Somministrazione intravesicale: prima della somministrazione, Epirubicina Aurovitas deve essere diluita in acqua per preparazioni iniettabili sterile o in una soluzione salina sterile allo 0,9%. L’epirubicina deve essere instillata utilizzando un catetere e deve rimanere in vescica per 1-2 ore. Durante l'instillazione, il paziente deve cambiare posizione per assicurare un contatto completo della soluzione con la mucosa vescicale pelvica. Per evitare un'eccessiva diluizione dell'urina, si deve informare il paziente di non assumere liquidi nelle 12 ore precedenti l'instillazione. Si deve indicare al paziente di urinare immediatamente al termine dell'instillazione.

La soluzione iniettabile non contiene conservanti e qualsiasi quantità residua nel flaconcino deve essere immediatamente eliminata.

Linee guida per la manipolazione e lo smaltimento sicuro dei medicinali antineoplastici:

  1. La preparazione di una soluzione per fleboclisi deve essere effettuata da personale qualificato, in condizioni asettiche.

  2. La preparazione di una soluzione per fleboclisi deve essere eseguita in un'area asettica appositamente destinata a tale scopo.

  3. Devono essere utilizzati guanti protettivi monouso, occhiali di protezione, camice e mascherina adeguati.

  4. È necessario prestare attenzione per evitare il contatto accidentale del medicinale con gli occhi. In caso di contatto con gli occhi, lavare abbondantemente con acqua e/o soluzione di cloruro di sodio allo 0,9%. Successivamente, rivolgersi al medico per una valutazione clinica.

  5. In caso di contatto con la pelle, lavare accuratamente la zona interessata con acqua e sapone o con soluzione di bicarbonato di sodio. Tuttavia, non strofinare la pelle con una spazzola. Le mani devono essere sempre lavate dopo aver tolto i guanti.

  6. Le fuoriuscite o versamenti devono essere trattati con una soluzione di ipoclorito di sodio diluito (1% di cloro disponibile), preferibilmente assorbendoli prima e poi lavandoli con acqua. Tutti i materiali utilizzati per la pulizia devono essere smaltiti come descritto di seguito.

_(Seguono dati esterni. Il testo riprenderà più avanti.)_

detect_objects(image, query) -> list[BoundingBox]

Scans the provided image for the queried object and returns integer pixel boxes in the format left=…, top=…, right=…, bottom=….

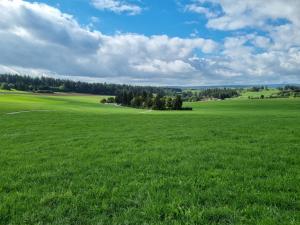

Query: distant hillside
left=0, top=74, right=181, bottom=95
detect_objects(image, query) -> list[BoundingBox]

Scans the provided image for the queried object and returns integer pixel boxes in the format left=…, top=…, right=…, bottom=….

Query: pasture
left=0, top=93, right=300, bottom=225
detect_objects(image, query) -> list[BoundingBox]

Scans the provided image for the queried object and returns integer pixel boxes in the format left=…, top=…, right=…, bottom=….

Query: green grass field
left=0, top=93, right=300, bottom=225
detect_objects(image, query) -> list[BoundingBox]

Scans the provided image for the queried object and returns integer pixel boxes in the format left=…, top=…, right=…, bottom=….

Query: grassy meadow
left=0, top=93, right=300, bottom=225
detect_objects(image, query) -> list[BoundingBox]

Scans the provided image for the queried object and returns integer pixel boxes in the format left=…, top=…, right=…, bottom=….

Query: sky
left=0, top=0, right=300, bottom=86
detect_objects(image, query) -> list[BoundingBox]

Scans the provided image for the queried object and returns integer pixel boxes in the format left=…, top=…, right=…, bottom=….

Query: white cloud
left=0, top=0, right=217, bottom=84
left=92, top=0, right=142, bottom=15
left=186, top=0, right=300, bottom=30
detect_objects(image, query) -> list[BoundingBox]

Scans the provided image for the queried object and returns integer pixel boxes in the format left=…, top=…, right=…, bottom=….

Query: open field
left=0, top=93, right=300, bottom=225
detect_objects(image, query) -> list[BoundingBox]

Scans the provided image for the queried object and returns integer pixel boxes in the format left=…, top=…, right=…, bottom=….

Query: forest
left=101, top=90, right=188, bottom=110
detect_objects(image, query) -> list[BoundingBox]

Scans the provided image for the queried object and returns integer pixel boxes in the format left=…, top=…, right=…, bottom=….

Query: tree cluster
left=108, top=90, right=186, bottom=110
left=182, top=88, right=239, bottom=102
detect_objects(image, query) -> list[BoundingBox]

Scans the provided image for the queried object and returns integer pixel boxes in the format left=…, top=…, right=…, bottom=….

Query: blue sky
left=25, top=0, right=225, bottom=40
left=0, top=0, right=300, bottom=85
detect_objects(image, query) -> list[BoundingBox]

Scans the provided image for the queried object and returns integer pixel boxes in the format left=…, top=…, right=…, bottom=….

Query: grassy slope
left=0, top=94, right=300, bottom=225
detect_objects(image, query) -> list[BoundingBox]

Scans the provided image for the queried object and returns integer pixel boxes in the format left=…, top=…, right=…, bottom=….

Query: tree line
left=0, top=74, right=180, bottom=95
left=182, top=88, right=240, bottom=102
left=101, top=90, right=192, bottom=110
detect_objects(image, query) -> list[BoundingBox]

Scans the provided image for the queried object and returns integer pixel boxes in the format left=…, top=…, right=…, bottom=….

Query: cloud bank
left=0, top=0, right=300, bottom=85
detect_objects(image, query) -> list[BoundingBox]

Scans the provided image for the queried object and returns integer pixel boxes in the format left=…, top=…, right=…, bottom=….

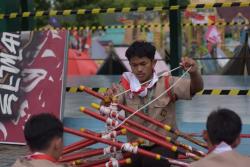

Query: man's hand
left=101, top=83, right=119, bottom=106
left=180, top=57, right=198, bottom=74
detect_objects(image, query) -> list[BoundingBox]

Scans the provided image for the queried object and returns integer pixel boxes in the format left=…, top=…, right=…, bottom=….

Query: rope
left=121, top=143, right=138, bottom=154
left=102, top=131, right=117, bottom=139
left=105, top=157, right=119, bottom=167
left=106, top=118, right=119, bottom=126
left=112, top=67, right=191, bottom=130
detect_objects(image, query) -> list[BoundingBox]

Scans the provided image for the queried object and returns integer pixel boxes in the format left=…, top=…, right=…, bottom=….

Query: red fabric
left=120, top=77, right=130, bottom=90
left=68, top=49, right=98, bottom=76
left=120, top=76, right=148, bottom=94
left=165, top=76, right=176, bottom=102
left=29, top=154, right=56, bottom=162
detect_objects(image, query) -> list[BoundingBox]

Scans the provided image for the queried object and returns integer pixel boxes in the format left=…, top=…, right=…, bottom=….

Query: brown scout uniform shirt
left=12, top=158, right=68, bottom=167
left=119, top=76, right=191, bottom=146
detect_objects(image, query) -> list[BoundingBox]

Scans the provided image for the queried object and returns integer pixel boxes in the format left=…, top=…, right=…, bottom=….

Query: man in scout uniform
left=106, top=41, right=203, bottom=167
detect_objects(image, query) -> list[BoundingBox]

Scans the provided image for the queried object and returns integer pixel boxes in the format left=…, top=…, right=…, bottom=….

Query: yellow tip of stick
left=79, top=85, right=85, bottom=91
left=126, top=158, right=132, bottom=164
left=80, top=106, right=85, bottom=112
left=91, top=103, right=100, bottom=110
left=80, top=128, right=85, bottom=132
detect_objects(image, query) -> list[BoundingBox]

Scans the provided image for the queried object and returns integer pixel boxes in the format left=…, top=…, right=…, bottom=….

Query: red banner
left=0, top=31, right=68, bottom=143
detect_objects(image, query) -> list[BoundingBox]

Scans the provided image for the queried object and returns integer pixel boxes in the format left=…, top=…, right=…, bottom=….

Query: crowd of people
left=10, top=41, right=250, bottom=167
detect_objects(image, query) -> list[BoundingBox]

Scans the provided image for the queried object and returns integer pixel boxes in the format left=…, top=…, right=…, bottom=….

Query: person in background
left=12, top=113, right=67, bottom=167
left=190, top=108, right=250, bottom=167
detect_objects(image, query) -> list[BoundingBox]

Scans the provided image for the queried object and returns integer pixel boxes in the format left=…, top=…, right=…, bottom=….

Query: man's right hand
left=104, top=83, right=119, bottom=97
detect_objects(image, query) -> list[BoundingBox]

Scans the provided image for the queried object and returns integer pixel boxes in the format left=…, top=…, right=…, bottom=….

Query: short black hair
left=125, top=41, right=156, bottom=61
left=206, top=108, right=242, bottom=145
left=24, top=113, right=63, bottom=151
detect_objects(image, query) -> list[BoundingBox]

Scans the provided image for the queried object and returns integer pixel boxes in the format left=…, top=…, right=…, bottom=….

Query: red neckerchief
left=120, top=77, right=148, bottom=94
left=28, top=153, right=57, bottom=163
left=207, top=145, right=217, bottom=154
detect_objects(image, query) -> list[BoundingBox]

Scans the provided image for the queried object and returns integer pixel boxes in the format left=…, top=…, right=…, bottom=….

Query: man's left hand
left=180, top=57, right=198, bottom=74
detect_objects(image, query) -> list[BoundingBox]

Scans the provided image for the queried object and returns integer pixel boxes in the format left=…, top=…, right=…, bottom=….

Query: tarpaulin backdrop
left=0, top=31, right=68, bottom=143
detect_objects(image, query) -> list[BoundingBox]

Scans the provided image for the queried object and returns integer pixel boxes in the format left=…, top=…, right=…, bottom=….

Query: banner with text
left=0, top=31, right=68, bottom=144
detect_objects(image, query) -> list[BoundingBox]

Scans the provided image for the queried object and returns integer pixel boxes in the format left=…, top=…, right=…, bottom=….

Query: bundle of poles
left=60, top=86, right=211, bottom=167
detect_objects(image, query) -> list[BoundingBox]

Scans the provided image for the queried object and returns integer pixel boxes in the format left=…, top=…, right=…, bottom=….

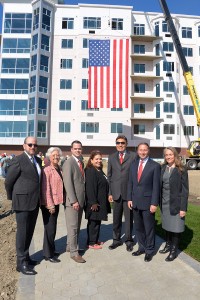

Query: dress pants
left=41, top=205, right=59, bottom=258
left=133, top=208, right=155, bottom=254
left=15, top=205, right=39, bottom=268
left=65, top=206, right=83, bottom=257
left=113, top=196, right=133, bottom=245
left=87, top=219, right=101, bottom=245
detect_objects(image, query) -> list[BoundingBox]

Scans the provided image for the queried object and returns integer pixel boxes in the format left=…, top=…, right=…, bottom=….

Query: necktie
left=138, top=160, right=144, bottom=182
left=78, top=160, right=84, bottom=175
left=119, top=153, right=124, bottom=164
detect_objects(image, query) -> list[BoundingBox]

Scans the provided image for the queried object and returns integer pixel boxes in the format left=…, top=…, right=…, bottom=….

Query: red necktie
left=138, top=160, right=144, bottom=182
left=119, top=153, right=124, bottom=164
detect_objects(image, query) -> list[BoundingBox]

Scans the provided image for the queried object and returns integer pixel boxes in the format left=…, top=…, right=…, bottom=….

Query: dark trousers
left=113, top=197, right=133, bottom=244
left=41, top=205, right=59, bottom=258
left=133, top=209, right=155, bottom=254
left=87, top=219, right=101, bottom=245
left=15, top=206, right=39, bottom=267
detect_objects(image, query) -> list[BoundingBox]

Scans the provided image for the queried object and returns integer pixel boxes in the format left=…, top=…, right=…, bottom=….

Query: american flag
left=88, top=39, right=129, bottom=108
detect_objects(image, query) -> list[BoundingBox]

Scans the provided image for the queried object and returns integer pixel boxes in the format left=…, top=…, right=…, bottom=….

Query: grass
left=156, top=204, right=200, bottom=262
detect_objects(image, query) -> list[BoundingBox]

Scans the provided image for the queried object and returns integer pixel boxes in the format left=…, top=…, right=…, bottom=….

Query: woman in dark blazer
left=85, top=150, right=111, bottom=250
left=159, top=147, right=189, bottom=261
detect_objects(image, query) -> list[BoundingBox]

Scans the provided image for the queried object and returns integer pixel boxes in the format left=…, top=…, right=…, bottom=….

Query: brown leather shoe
left=71, top=255, right=86, bottom=263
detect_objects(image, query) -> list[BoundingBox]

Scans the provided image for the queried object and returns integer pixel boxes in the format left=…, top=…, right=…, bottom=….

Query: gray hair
left=46, top=147, right=62, bottom=159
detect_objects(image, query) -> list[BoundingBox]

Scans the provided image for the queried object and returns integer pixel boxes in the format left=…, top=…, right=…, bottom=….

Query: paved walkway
left=17, top=207, right=200, bottom=300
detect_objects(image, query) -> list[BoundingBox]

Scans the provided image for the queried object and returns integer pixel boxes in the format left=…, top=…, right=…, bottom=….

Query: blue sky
left=0, top=0, right=200, bottom=32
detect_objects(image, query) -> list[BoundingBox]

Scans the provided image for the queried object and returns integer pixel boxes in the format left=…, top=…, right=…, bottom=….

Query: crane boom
left=159, top=0, right=200, bottom=132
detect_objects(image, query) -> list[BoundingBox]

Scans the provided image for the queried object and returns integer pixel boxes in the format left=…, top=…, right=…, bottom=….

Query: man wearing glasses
left=5, top=137, right=42, bottom=275
left=107, top=135, right=135, bottom=252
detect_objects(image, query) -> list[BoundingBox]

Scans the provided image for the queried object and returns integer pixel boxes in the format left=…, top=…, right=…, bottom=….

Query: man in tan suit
left=63, top=140, right=85, bottom=263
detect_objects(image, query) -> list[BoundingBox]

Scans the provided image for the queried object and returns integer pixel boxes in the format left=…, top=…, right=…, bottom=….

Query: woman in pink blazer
left=41, top=147, right=64, bottom=263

  7. Le donne in stato di gravidanza non devono manipolare la preparazione di citotossici.

  8. È necessario prestare attenzione e adottare le opportune precauzioni nello smaltimento dei materiali (siringhe, aghi, ecc.) utilizzati per ricostituire e/o diluire i medicinali citotossici. Lo smaltimento del medicinale non utilizzato o dei rifiuti deve avvenire in conformità con i requisiti locali.

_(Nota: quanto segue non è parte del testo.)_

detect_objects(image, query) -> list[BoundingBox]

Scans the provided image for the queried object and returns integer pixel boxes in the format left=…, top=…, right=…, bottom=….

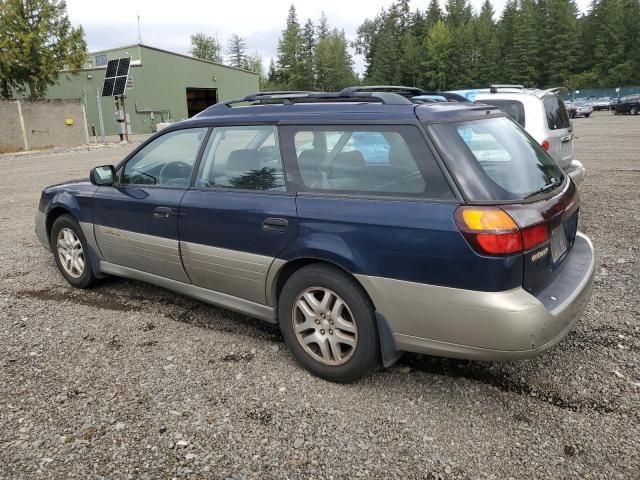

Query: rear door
left=178, top=125, right=298, bottom=304
left=542, top=95, right=573, bottom=169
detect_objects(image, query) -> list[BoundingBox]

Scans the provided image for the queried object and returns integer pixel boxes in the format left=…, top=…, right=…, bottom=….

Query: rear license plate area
left=551, top=225, right=567, bottom=264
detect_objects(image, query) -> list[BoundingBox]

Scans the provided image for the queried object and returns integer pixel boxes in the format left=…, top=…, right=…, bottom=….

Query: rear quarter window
left=477, top=99, right=525, bottom=128
left=281, top=125, right=454, bottom=199
left=542, top=96, right=571, bottom=130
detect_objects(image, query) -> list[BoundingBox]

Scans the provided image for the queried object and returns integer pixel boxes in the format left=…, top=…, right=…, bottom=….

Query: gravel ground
left=0, top=112, right=640, bottom=479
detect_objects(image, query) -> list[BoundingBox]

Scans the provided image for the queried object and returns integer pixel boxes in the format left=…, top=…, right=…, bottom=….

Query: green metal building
left=47, top=44, right=258, bottom=135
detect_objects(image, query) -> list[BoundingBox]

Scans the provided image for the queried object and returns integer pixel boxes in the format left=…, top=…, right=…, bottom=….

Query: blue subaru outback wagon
left=36, top=92, right=594, bottom=382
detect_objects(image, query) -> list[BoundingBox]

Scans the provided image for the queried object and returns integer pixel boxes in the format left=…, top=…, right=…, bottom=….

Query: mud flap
left=376, top=312, right=403, bottom=368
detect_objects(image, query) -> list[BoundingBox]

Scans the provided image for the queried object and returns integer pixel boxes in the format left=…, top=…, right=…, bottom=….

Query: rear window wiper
left=524, top=180, right=562, bottom=199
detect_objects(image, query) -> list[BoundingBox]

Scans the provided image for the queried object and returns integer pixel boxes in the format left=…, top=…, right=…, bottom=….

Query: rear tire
left=278, top=264, right=380, bottom=383
left=50, top=215, right=98, bottom=288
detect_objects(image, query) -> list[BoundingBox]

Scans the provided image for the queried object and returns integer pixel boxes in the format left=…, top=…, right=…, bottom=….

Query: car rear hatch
left=542, top=93, right=574, bottom=170
left=425, top=112, right=580, bottom=294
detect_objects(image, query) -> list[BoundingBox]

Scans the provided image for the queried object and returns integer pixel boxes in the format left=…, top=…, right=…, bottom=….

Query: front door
left=178, top=125, right=298, bottom=304
left=93, top=128, right=207, bottom=282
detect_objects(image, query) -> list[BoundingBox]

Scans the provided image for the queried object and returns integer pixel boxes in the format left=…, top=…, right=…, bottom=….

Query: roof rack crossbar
left=214, top=90, right=411, bottom=108
left=489, top=84, right=526, bottom=93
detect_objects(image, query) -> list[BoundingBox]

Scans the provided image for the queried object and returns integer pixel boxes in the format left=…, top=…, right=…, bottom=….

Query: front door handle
left=153, top=207, right=171, bottom=218
left=262, top=218, right=289, bottom=232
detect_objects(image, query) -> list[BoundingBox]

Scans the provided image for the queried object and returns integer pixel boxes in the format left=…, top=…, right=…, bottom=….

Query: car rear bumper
left=358, top=233, right=595, bottom=360
left=565, top=160, right=587, bottom=185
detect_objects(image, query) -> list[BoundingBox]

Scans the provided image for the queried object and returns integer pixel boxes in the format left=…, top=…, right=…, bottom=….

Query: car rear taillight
left=454, top=207, right=549, bottom=255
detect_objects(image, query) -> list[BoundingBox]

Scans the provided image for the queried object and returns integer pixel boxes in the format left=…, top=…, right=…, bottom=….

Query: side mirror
left=89, top=165, right=116, bottom=187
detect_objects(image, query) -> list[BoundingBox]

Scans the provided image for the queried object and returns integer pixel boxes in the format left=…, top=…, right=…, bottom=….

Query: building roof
left=87, top=43, right=257, bottom=75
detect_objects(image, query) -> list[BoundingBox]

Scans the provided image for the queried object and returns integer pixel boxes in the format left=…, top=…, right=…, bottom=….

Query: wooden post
left=16, top=100, right=29, bottom=152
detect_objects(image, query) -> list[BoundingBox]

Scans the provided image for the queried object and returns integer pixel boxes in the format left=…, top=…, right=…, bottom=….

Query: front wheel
left=51, top=215, right=97, bottom=288
left=278, top=265, right=380, bottom=383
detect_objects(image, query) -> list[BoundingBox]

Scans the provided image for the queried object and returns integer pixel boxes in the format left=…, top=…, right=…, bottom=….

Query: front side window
left=120, top=128, right=207, bottom=188
left=430, top=117, right=563, bottom=201
left=196, top=125, right=286, bottom=191
left=543, top=95, right=571, bottom=130
left=293, top=126, right=451, bottom=198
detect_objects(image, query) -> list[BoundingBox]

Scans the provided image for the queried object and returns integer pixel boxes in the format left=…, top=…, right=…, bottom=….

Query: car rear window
left=429, top=117, right=563, bottom=202
left=478, top=98, right=525, bottom=128
left=543, top=95, right=571, bottom=130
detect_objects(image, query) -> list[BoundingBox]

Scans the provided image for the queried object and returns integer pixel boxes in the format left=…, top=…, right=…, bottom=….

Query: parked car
left=36, top=92, right=594, bottom=382
left=444, top=85, right=585, bottom=184
left=613, top=94, right=640, bottom=115
left=565, top=100, right=593, bottom=118
left=592, top=97, right=613, bottom=111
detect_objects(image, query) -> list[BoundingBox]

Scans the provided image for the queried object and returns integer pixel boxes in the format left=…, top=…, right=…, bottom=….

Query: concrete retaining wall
left=0, top=100, right=89, bottom=153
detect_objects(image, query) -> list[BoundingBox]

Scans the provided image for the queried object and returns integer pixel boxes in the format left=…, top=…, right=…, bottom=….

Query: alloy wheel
left=56, top=227, right=85, bottom=278
left=291, top=287, right=358, bottom=365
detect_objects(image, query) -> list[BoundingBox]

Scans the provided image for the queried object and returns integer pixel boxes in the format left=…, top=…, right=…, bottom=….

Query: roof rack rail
left=489, top=84, right=525, bottom=93
left=212, top=90, right=412, bottom=108
left=340, top=85, right=469, bottom=103
left=339, top=85, right=424, bottom=98
left=414, top=91, right=471, bottom=103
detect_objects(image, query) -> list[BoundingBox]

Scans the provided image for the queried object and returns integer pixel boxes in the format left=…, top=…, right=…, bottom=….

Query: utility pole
left=96, top=89, right=104, bottom=143
left=120, top=95, right=129, bottom=143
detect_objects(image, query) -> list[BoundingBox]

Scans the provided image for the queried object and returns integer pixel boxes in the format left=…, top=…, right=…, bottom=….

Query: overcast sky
left=67, top=0, right=590, bottom=72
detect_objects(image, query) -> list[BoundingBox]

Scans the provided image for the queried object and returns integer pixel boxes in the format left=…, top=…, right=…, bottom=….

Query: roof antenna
left=136, top=12, right=142, bottom=45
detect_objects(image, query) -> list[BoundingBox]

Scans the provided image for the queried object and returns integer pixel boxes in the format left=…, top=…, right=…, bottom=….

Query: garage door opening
left=187, top=88, right=218, bottom=118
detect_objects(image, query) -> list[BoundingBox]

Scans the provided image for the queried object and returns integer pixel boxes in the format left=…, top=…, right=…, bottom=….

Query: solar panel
left=116, top=57, right=131, bottom=77
left=102, top=78, right=116, bottom=97
left=113, top=77, right=127, bottom=96
left=105, top=59, right=119, bottom=77
left=102, top=57, right=131, bottom=97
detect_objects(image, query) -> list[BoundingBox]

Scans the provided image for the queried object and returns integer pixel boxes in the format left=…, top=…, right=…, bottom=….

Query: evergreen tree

Condizioni di conservazione

Medicinale nell'imballaggio per la commercializzazione:

Conservare in frigorifero (tra 2°C e 8°C). Conservare il flaconcino nell'imballaggio esterno per proteggerlo dalla luce.

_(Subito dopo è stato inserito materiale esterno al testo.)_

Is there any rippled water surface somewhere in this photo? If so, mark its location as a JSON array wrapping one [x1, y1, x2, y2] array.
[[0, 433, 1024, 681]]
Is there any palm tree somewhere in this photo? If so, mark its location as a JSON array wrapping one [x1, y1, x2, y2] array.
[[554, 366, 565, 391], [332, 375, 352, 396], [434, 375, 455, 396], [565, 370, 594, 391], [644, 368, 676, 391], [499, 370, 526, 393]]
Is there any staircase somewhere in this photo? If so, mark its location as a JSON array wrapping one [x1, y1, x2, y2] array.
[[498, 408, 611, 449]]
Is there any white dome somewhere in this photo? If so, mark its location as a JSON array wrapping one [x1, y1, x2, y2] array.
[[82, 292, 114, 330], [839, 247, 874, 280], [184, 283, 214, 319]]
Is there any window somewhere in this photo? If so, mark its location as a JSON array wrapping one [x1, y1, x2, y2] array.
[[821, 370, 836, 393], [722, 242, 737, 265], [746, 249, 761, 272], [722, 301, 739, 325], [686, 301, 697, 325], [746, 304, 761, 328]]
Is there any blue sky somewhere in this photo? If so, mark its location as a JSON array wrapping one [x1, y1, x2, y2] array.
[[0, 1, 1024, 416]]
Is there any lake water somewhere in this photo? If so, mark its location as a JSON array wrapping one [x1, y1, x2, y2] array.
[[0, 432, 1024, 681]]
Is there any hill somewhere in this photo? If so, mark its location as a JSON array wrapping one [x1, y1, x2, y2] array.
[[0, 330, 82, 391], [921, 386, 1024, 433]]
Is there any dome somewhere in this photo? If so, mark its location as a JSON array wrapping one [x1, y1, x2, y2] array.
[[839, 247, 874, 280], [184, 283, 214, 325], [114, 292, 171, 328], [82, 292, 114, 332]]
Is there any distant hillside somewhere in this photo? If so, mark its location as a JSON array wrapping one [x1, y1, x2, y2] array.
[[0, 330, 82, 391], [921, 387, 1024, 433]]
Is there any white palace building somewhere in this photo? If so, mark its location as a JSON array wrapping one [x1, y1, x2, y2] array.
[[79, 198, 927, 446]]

Dopo la prima apertura dell'imballaggio:

Dal punto di vista microbiologico, il prodotto deve essere utilizzato immediatamente dopo la prima perforazione del tappo in gomma. Se non viene utilizzato immediatamente, i tempi e le condizioni di conservazione prima dell'uso sono di responsabilità dell'utilizzatore.

Dopo la diluizione della soluzione iniettabile:

Il prodotto deve essere utilizzato immediatamente dopo la prima perforazione del tappo in gomma. Se non viene utilizzato immediatamente, i tempi e le condizioni di conservazione prima dell'uso sono di responsabilità dell'utilizzatore.

Per ulteriori informazioni, consultare il Foglio Illustrativo di Epirubicina Aurovitas 2 mg/ml soluzione iniettabile EFG.